You don’t remember? Violet asked.
An explosion. A lot of explosions.
It was an accident. I have the report here, said the representative, lifting a liver-colored briefcase high enough for me to see its gleaming gold buckles. Such efficiency! I skimmed the report. Its details were not as significant as what its existence proved, that fast work of this type, as in our homeland, was only possible by an application of grease to the palms.
Am I lucky to be alive?
Extremely lucky, he said. You have your life, your well-being, and a check in my briefcase for the sum of five thousand dollars. According to the medical reports I’ve seen, you suffered smoke inhalation, some scrapes and bruises, a few mild burns, a bump on your head, and a concussion. Nothing broken, nothing ruptured, nothing permanent. But the studio wants to ensure that all your needs are met. The representative opened the briefcase and produced a stapled document of white papers and a long slip of green paper, the check. Of course, you will have to sign a receipt, as well as this document releasing the studio from any future obligations.
Was five thousand dollars the worth of my miserable life? Admittedly it was a considerable amount, more than I had ever seen at any one time. That was what they were counting on, but even in my dazed state, I knew better than to settle for the first offer. Thank you for this generous pledge, I said. It is decent of the studio to worry on my behalf, to be so concerned with me. But as you may know, or maybe you do not, I am my extended family’s principal support. Five thousand dollars is wonderful if I thought only of myself, but an Asian — here I paused and allowed a faraway look to come into my eyes, the better to give them time to imagine the vast genealogical banyan tree extending above me, overshadowing me with the oppressive weight of generations come to root on the top of my head — an Asian cannot think just about himself.
So I’ve heard, said the representative. The family is everything. Like us Italians.
Yes, you Italians! The Asian must think of his mother, his father. His siblings, his grandparents. His cousins, his village. If word got out of my good luck. . it would be endless. The favors. The requests for fifty dollars here, a hundred dollars there. Hands tugging at me from all directions. I could not decline. So you see the situation I find myself in. It would be better to take none of the money. I would spare myself these emotional hardships. Or the alternative. To have enough money to take care of all those favors as well as myself.

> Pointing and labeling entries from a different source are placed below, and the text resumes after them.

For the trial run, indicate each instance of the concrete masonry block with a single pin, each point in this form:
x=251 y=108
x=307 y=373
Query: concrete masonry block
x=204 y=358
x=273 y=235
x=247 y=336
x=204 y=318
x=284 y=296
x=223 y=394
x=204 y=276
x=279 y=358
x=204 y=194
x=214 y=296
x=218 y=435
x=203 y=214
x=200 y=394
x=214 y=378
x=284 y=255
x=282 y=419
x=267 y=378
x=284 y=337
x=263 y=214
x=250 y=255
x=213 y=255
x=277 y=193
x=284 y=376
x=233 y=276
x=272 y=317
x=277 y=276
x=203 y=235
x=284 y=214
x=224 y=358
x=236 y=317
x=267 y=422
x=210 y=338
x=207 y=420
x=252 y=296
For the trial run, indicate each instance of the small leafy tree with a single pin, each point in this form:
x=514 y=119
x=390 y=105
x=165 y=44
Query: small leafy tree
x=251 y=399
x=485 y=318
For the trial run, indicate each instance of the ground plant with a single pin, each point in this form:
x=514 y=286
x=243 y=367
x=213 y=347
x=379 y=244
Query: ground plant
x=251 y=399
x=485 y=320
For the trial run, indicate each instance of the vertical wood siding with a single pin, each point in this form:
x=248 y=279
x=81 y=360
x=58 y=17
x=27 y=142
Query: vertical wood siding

The representative waited for me to continue, but I waited for him to reply. At last he gave in and said, Not being aware of the complications of Asian families, I am also not aware of the appropriate sum that might satisfy all your familial obligations, which I understand are important to your culture, and which I respect greatly.
I waited for him to continue, but he waited for me to reply. I cannot be certain, I said. But although without certainty, I believe twenty thousand dollars would suffice. To satisfy any needs of my relatives. Anticipated and unanticipated.

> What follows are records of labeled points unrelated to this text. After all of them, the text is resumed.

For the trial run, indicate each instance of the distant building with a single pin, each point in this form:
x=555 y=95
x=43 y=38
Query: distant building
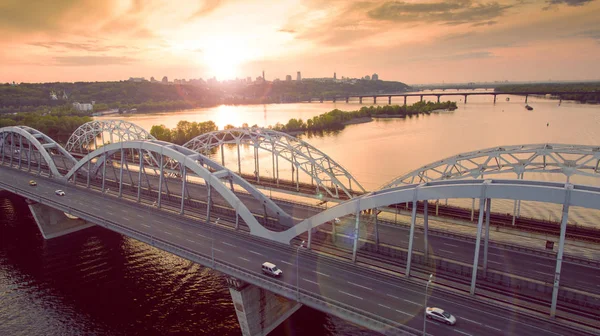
x=83 y=107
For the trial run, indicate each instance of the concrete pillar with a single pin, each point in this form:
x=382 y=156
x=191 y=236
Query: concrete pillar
x=258 y=310
x=54 y=223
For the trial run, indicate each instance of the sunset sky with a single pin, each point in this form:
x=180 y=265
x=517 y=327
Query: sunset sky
x=409 y=41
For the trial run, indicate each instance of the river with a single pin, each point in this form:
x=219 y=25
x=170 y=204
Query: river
x=96 y=282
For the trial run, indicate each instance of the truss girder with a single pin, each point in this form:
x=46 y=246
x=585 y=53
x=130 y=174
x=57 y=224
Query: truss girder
x=83 y=140
x=47 y=148
x=535 y=158
x=329 y=175
x=548 y=192
x=213 y=174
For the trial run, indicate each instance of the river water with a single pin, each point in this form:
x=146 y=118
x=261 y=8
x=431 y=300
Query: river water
x=96 y=282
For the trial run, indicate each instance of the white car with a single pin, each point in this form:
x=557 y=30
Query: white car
x=440 y=315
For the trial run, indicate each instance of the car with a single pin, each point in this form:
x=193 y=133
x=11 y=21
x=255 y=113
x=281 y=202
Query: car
x=440 y=315
x=272 y=270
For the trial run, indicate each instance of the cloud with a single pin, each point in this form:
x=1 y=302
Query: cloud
x=93 y=46
x=450 y=12
x=91 y=60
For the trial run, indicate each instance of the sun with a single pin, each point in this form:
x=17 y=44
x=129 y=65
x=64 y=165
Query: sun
x=223 y=59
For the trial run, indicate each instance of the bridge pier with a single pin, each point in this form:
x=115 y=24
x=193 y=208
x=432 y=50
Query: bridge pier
x=258 y=310
x=54 y=223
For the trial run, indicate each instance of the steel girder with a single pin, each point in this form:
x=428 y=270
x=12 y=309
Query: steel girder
x=548 y=192
x=83 y=140
x=199 y=165
x=535 y=158
x=47 y=148
x=328 y=174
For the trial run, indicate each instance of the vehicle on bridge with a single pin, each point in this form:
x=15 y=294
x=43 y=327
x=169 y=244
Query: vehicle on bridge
x=272 y=270
x=440 y=315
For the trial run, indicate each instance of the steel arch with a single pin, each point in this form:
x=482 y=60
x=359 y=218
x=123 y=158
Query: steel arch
x=195 y=162
x=319 y=166
x=87 y=133
x=548 y=192
x=534 y=158
x=43 y=143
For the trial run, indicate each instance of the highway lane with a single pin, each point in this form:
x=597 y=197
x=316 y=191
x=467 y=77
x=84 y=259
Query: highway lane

Twenty thousand dollars? The representative’s eyebrows performed a graceful yoga pose, arching their backs in disturbingly steep concern. Oh, if you only knew the actuarial charts as I know them! For twenty thousand dollars you must lose at least a finger or, preferably, a larger appendage. If we are speaking of less visible matters, a vital organ or one of your five senses will do.

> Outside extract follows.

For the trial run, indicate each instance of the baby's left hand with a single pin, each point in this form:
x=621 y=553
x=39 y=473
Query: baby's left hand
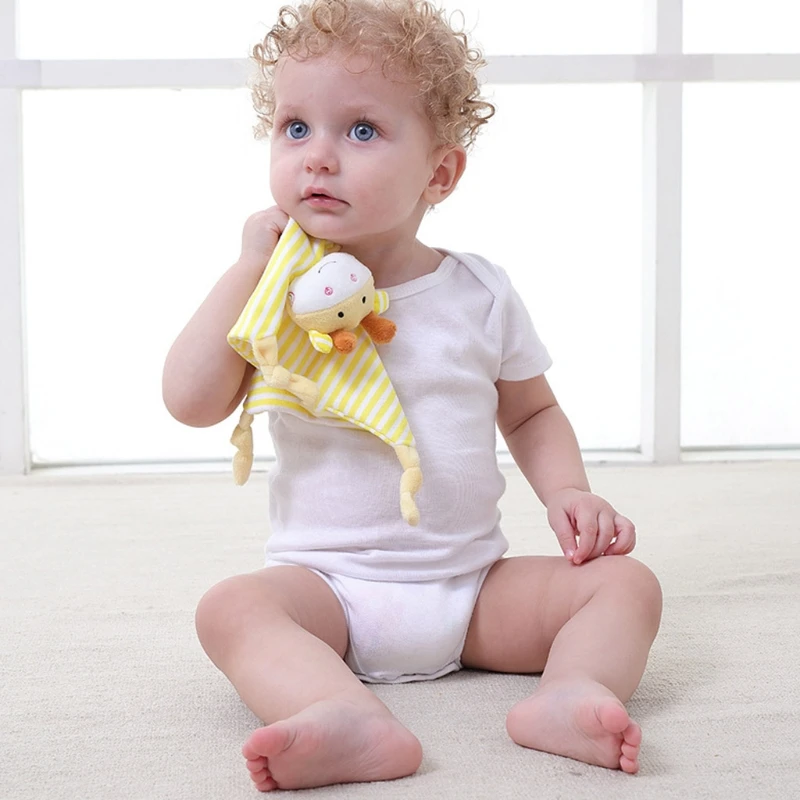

But in fact, ever since I had awoken from the explosion, something had been nagging at me that I could not name, an itch that was not physical. Now I knew what it was — I had forgotten something, but what that something was, I did not know. Of the three types of forgetting, this was the worst. To know what one had forgotten was common, as was the case with dates of history, mathematical formulas, and people’s names. To forget without knowing one has forgotten must be even more common, or maybe less, but it is merciful: in this case one cannot realize what is lost. But to know that one has forgotten something without knowing what that something was made me shudder. I have lost something, I said, pain getting the better of me and making itself audible in my voice. I’ve lost a piece of my mind.